What Ted and Peter did were Fisher's exact test, To get the previous
attainable pvalue, what you do is the the fisher exact test pvalues of
ALL the possible tables with margins fixed and choose the pvalue that is
just below the one for fisher's exact test of the original table.

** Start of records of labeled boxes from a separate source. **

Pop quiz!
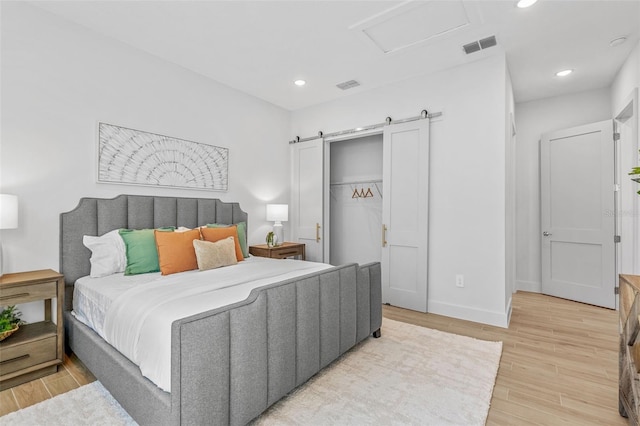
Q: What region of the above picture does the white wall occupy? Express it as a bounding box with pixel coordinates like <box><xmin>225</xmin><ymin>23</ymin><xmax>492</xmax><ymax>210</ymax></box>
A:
<box><xmin>292</xmin><ymin>55</ymin><xmax>507</xmax><ymax>326</ymax></box>
<box><xmin>0</xmin><ymin>2</ymin><xmax>290</xmax><ymax>316</ymax></box>
<box><xmin>611</xmin><ymin>42</ymin><xmax>640</xmax><ymax>274</ymax></box>
<box><xmin>515</xmin><ymin>88</ymin><xmax>611</xmax><ymax>292</ymax></box>
<box><xmin>611</xmin><ymin>42</ymin><xmax>640</xmax><ymax>114</ymax></box>
<box><xmin>504</xmin><ymin>69</ymin><xmax>517</xmax><ymax>316</ymax></box>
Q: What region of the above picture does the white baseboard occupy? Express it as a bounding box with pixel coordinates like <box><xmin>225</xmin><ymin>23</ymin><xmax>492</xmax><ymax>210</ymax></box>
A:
<box><xmin>428</xmin><ymin>300</ymin><xmax>511</xmax><ymax>328</ymax></box>
<box><xmin>516</xmin><ymin>280</ymin><xmax>542</xmax><ymax>293</ymax></box>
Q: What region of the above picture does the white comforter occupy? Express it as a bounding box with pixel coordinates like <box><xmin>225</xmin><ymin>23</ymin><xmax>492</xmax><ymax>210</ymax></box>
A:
<box><xmin>74</xmin><ymin>257</ymin><xmax>331</xmax><ymax>392</ymax></box>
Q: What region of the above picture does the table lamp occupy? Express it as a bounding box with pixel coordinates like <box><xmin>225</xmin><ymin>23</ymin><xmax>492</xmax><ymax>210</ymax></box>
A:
<box><xmin>267</xmin><ymin>204</ymin><xmax>289</xmax><ymax>245</ymax></box>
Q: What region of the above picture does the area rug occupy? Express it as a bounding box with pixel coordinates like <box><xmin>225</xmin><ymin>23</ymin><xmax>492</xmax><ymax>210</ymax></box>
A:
<box><xmin>0</xmin><ymin>318</ymin><xmax>502</xmax><ymax>426</ymax></box>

n Thu, Apr 14, 2011 at 3:01 AM, peter dalgaard < [hidden email]> wrote:
>
> On Apr 14, 2011, at 01:29 , (Ted Harding) wrote:
>
> > On 13Apr11 17:40:53, Jim Silverton wrote:
> >> I have a matrix say,
> >>
> >> 1 4
> >> 23 30
> >>
> >> and I want to find the previously attainable fisher's exact test
> >> pvalue. Is there a way to do this in R?
> >> 
> >> Thanks,
> >> Jim.
> >
> > I do not understand what you mean by "previously attainable".
> >
> > As far as that particular matrix is concerned, the fisher.test()

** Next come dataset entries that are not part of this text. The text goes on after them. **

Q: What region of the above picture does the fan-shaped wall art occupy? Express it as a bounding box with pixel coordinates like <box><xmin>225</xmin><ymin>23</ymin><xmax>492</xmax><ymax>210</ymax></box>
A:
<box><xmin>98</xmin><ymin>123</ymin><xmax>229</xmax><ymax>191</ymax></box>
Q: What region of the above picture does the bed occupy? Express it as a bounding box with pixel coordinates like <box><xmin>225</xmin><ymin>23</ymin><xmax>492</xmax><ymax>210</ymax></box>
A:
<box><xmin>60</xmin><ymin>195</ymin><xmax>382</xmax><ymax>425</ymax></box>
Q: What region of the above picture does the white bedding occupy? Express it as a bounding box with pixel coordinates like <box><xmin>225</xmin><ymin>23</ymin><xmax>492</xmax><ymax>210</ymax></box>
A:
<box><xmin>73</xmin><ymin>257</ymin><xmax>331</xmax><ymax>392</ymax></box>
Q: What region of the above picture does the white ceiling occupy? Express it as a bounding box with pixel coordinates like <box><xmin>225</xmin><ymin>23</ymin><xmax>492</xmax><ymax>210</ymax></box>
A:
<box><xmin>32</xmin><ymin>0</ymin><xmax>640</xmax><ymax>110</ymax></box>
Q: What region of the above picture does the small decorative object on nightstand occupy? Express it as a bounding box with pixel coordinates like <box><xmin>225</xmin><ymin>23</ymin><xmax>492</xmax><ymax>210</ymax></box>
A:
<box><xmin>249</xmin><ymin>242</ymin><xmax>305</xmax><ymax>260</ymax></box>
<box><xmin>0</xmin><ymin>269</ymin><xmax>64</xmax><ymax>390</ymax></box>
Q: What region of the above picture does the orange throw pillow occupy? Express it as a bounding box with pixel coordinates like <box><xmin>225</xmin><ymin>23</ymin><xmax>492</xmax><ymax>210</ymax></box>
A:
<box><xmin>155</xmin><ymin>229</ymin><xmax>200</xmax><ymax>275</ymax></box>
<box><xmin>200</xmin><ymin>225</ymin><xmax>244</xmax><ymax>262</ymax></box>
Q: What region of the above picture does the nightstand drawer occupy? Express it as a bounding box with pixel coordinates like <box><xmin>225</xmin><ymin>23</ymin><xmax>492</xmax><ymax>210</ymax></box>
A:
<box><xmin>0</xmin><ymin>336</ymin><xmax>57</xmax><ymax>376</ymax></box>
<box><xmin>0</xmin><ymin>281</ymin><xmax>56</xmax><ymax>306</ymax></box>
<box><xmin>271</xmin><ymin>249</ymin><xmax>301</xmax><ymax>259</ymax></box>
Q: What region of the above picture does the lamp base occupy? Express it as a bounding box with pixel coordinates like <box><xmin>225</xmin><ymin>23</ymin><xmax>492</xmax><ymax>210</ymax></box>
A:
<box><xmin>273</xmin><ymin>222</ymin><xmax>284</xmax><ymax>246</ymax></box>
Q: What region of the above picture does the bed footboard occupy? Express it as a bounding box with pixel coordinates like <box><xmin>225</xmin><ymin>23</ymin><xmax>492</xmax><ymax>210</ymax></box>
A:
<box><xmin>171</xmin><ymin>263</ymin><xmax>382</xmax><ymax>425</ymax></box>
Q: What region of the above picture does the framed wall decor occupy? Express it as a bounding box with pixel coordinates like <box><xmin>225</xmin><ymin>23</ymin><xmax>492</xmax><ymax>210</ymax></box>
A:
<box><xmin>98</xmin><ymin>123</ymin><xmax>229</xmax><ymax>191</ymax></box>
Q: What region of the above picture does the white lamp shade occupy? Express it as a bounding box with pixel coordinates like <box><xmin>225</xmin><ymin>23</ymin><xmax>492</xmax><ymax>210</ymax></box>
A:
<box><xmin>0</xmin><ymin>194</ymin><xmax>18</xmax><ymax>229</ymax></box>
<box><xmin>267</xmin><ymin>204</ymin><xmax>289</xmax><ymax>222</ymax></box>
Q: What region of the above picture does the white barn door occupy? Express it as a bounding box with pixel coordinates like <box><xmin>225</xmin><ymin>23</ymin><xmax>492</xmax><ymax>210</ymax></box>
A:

> > function will yield its exact Fisher Pvalue:
> >
> > M < matrix(c(1, 4, 23, 30), byrow=TRUE, nrow=2)
> > M
> > # [,1] [,2]
> > # [1,] 1 4
> > # [2,] 23 30
> > fisher.test(M)
> > # Fisher's Exact Test for Count Data
> > # data: M
> > # pvalue = 0.3918
> > # alternative hypothesis: true odds ratio is not equal to 1
> > # 95 percent confidence interval:
> > # 0.006355278 3.653391412
> > # sample estimates:
> > # odds ratio
> > # 0.3316483
> >
> > So the Pvalue is 0.3918 (as attained now, and as attainable
> > at any time previously if you had done the above ... !).
> >
>
> What Ted said, plus
>
> f < fisher.test(M)
> f$p.value
> # [1] 0.3917553
>
>
> 
> Peter Dalgaard
> Center for Statistics, Copenhagen Business School
> Solbjerg Plads 3, 2000 Frederiksberg, Denmark
> Phone: (+45)38153501
> Email: [hidden email] Priv: [hidden email]
>
>

Thanks,
Jim.
[[alternative HTML version deleted]]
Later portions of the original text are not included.